Then * Now

Monday, Apr. 07, 2003/10:27 pm

given up caring

Tonight i went out for a meal. Me, mum, brother and Kayleigh. Half way through i started getting comments like "you don't have to eat it all Claire, i don't want you making yourself sick" and my brother muttered something about binge eating under his breathe, i was the only one able to hear it.

I excused myself to go to the loo and started to purge the burger i'd just eaten. It was hard to get up so i was louder than usual, gagging slightly. I flushed the loo and stepped out the cubicle to see Kayleigh with a look of disappointment on her face. She said "finished chucking up yet?" I had no idea how to reply.

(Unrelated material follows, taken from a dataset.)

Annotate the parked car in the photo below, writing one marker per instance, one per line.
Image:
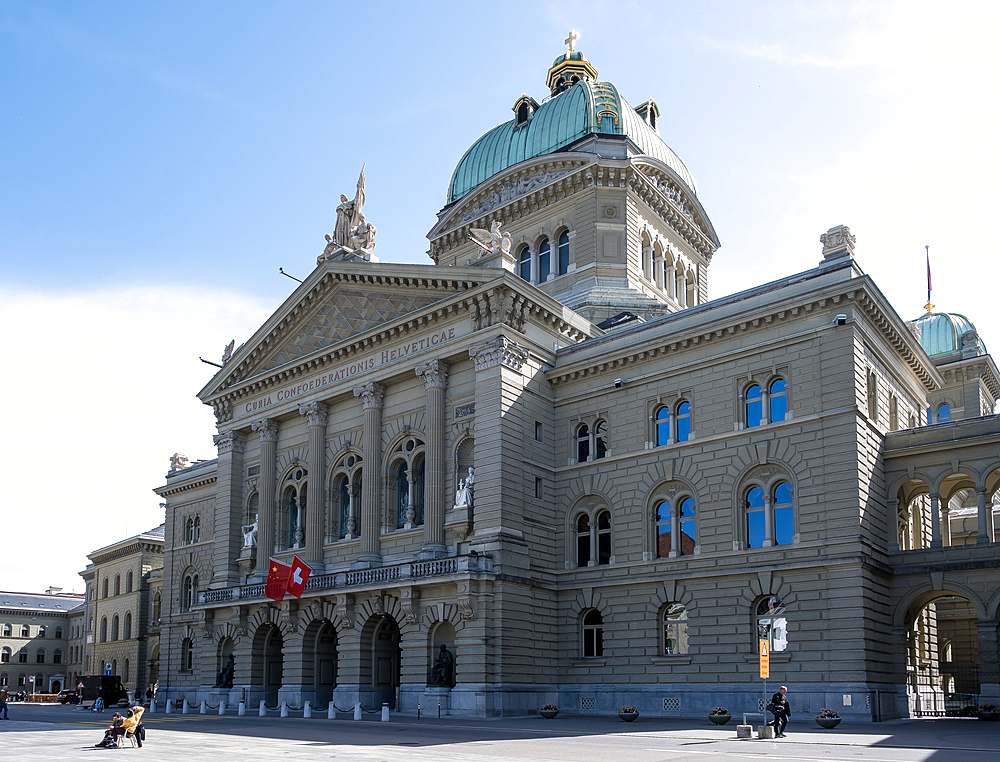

I made it back to the table, despite dizzyness and embarrasment. Then found out that my Mum had been in the toilets too. and heard everything, they had obviously both followed me. This revelation was spilled out over the table for all to hear. I went into a lapse of two panic attacks. Kayleigh noticed and spoke first with "It looks like she's having trouble breathing" My Mum came out with "Maybe she's trying to smile for once"

The way home was an atmosphere of silence and words that drifted past me. I can't care anymore. I wish they didn't know but they do, and theres nothing I or they can do about it. I was being treated like the stupid teenager that had sinned just to irritate people again, only I realise that it's not at all like that. I just had a bath and got rid of the rest of the meal, the knickerbocker glory that had followed for desert.

Shaking plagues the depths of my skin.

Nails match my lips in a color code of purple.

Actually, my nails could perhaps pass off as slight lilac but my lips are a deep, dark shade, it's almost like i really am dying. I'm trying to cover it up with lots of pink lipgloss.

I don't even see the point in testing my blood, i know what it will say. I also know it won't make any difference. I'm drinking glass after glass of diet coke again. My mum bought three 2 litre bottles at about 4 o clock, i'm nearly through the last of it by now.

I didn't make it to school today but i will go tommorrow. I can leave in the afternoon anyway as i have a college interview. Gwen sent me a text message to remind me that i need to sign a form for my coursework. She is a good friend, there are only two people i could class under that lable, her and Carolyn. I think i'll write them e-mails to let them know how much i appreciate them. Others i just can't be bothered with anymore.

I will try to go to sleep soon.

I seem to be ending so many diary entries on this point.

I was resting all morning but i am still exhausted.

I will set my alarm early for the morning, i need lots of time to gain the energy to get up.

With my head against the pillow, i can atleast manage to dream.